Auch die ebenfalls von mehr als 50 Anwohnern monierte Stellplatzordnung bleibt wie gehabt. Verkehrszählungen hätten keine übermäßig hohe Belastung ergeben, sagte Bauverwaltungsleiter Gerald Adolf, die geplante verkehrsberuhigte Zone in der Fliederstraße spreche sogar für eine Entlastung. Für drei Gebäude des Ensembles befindet sich dort auch die Tiefgaragenzufahrt.
Obwohl der Widerspruch „Baum versus Gebäude“, wie es Gerald Adolf nannte, hier kaum aufzulösen sei, hatten sich vor wenigen Tagen noch einmal Vertreter der Unteren Naturschutzbehörde im Landratsamt und das Bauamt aus Neusäß vor Ort getroffen. Gemeinsam sollte nach Möglichkeiten gesucht werden, die Bäume möglicherweise doch noch zu erhalten. Am Ende war klar: Möglich wäre das nur dann, wenn sich das gesamte Projekt stark verändern würde, etwa Gebäude völlig anders ausgerichtet würden. Zudem würden nicht allein die Häuser die Bäume belasten, sondern vor allem die Tiefgarage darunter. „Wir müssen da ehrlich sein: Die Bäume werden es an dieser Stelle nicht schaffen“, so Stadtbaumeister Dietmar Krenz.

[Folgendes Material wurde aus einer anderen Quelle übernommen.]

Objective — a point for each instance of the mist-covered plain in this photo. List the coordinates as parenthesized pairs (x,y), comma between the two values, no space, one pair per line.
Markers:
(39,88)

Stattdessen sei mit der Unteren Naturschutzbehörde vereinbart worden, beim konkreten Bauantrag für die Erweiterung des Hotels auf eine stärkere Aufforstung im Hotelpark zu drängen. Diese neue Baumgruppe, die allerdings aus bautechnischen Gründern erst nach Abschluss der Bauarbeiten gepflanzt werden kann, könnte dann auch als optische Trennung zwischen Wohngebäuden und Hotel dienen. Eine komplette Umweltverträglichkeitsprüfung sei für das Projekt übrigens nicht nötig, habe das Landratsamt bestätigt, so Adolf.
Am Ende sah das auch die Mehrheit der Gemeinderäte so. Inge Steinmetz-Maas (FW) sah einen unverhältnismäßigen Eingriff“in das Vorhaben, sollten die Bäume erhalten bleiben. Ulla Schwinge-Haines (Grüne) bat abschließend jedoch darum, dass zu solch einem Vor-OrtTermin, dessen Inhalt so viele Menschen bewege, Vertreter der Fraktionen eingeladen würden. Die beiden Vertreter der Grünen stimmten am Ende gegen die Planungen auf dem Schuster-Areal in ihrer jetzigen Form. Die Pläne werden noch einmal ausgelegt.